Vor allem aber hebt sich Guilty Pleasure durch erwähnte gesellschaftskritische Dimension von vielen Genrevertretern ab. Die Enthüllung, dass die Ereignisse auf der Insel Teil einer Reality-Inszenierung sind, dient nicht nur der Spannung, sondern auch als Kommentar zur heutigen Medien- und Unterhaltungskultur. Der Roman stellt Fragen nach Voyeurismus, Sensationslust und der zunehmenden Abstumpfung gegenüber Leid. Besonders gelungen ist dabei, dass diese Kritik nie belehrend wirkt. Stattdessen wird der Leser immer wieder dazu eingeladen, über die eigene Rolle als Konsument von Unterhaltung nachzudenken. Dadurch und anhand der Dilemmata der Figur des Denver erreicht Guilty pleasures eine Tiefe, die man in vielen Thrillern vergeblich sucht.
Nicht alle geschürten Erwartungen werden jedoch vollständig erfüllt. Der Klappentext verspricht unter anderem fünf tödliche Geheimnisse, ohne dass dieses Motiv letztlich die zentrale Rolle spielt, die man erwarten würde. Das anfangs liebevoll geschilderte Insel-Setting außerhalb des Hotels spielt später keine Rolle mehr. Und die titelgebenden guilty pleasures konzentrieren sich überwiegend auf Themen wie sexuelle Ausbeutung und Missbrauch. Hier wäre etwas mehr Vielfalt und Kreativität denkbar gewesen.

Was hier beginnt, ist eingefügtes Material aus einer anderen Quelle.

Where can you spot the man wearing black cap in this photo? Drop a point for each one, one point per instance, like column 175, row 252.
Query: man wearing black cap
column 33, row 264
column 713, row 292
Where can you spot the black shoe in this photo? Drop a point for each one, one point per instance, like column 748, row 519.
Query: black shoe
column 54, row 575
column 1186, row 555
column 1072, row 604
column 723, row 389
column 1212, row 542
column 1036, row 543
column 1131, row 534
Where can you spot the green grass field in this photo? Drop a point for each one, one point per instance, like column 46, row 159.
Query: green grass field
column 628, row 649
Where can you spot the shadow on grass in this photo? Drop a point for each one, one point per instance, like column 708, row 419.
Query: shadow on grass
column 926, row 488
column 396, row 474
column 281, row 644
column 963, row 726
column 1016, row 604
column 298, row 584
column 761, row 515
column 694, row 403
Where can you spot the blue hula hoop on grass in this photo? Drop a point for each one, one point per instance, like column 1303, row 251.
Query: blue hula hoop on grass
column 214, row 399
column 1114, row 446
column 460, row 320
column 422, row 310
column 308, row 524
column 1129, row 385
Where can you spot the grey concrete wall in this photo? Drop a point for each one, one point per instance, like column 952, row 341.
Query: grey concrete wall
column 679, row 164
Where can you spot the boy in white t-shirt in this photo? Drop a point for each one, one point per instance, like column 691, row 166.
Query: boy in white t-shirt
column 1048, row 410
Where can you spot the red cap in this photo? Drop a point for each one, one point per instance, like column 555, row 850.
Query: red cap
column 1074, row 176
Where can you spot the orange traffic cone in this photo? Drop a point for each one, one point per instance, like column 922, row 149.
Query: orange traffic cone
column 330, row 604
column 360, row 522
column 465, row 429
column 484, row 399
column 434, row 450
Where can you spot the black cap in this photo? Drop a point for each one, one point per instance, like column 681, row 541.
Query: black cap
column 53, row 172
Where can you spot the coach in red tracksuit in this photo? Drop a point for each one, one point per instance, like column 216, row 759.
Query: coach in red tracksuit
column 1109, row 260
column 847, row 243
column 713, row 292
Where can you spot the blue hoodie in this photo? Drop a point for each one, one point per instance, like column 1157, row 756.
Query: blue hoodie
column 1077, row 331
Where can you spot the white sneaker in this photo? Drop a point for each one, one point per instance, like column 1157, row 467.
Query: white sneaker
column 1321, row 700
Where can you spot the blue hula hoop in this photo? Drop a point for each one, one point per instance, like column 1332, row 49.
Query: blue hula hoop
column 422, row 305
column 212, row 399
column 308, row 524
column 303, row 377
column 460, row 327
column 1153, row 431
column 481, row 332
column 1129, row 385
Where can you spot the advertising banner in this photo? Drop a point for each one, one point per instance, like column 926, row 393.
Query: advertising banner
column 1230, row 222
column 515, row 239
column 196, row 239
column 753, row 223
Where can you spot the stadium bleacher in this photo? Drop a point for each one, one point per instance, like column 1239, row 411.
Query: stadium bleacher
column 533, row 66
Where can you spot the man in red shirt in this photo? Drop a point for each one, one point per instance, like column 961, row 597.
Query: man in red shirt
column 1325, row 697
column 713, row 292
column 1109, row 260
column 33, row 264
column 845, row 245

Trotz einiger kleiner Schwächen handelt es sich bei Guilty Pleasure um einen außergewöhnlich starken Thriller. Die Kombination aus unaufhörlicher Spannung, atemraubender Twists, moralischen Konflikten und hochaktueller Gesellschaftskritik hebt den Roman deutlich über sein Genre hinaus. Vor allem die Figur des Denver sowie die kritische Auseinandersetzung mit Trash-TV und Voyeurismus sorgen dafür, dass die tiefgehende Story lange nachhallt. Wer also einen Thriller sucht, der nicht nur nervenaufreibend, sondern auch tiefgründig ist und zum Nachdenken anregt, der ist im Hotel Guilty pleasures bestens aufgehoben!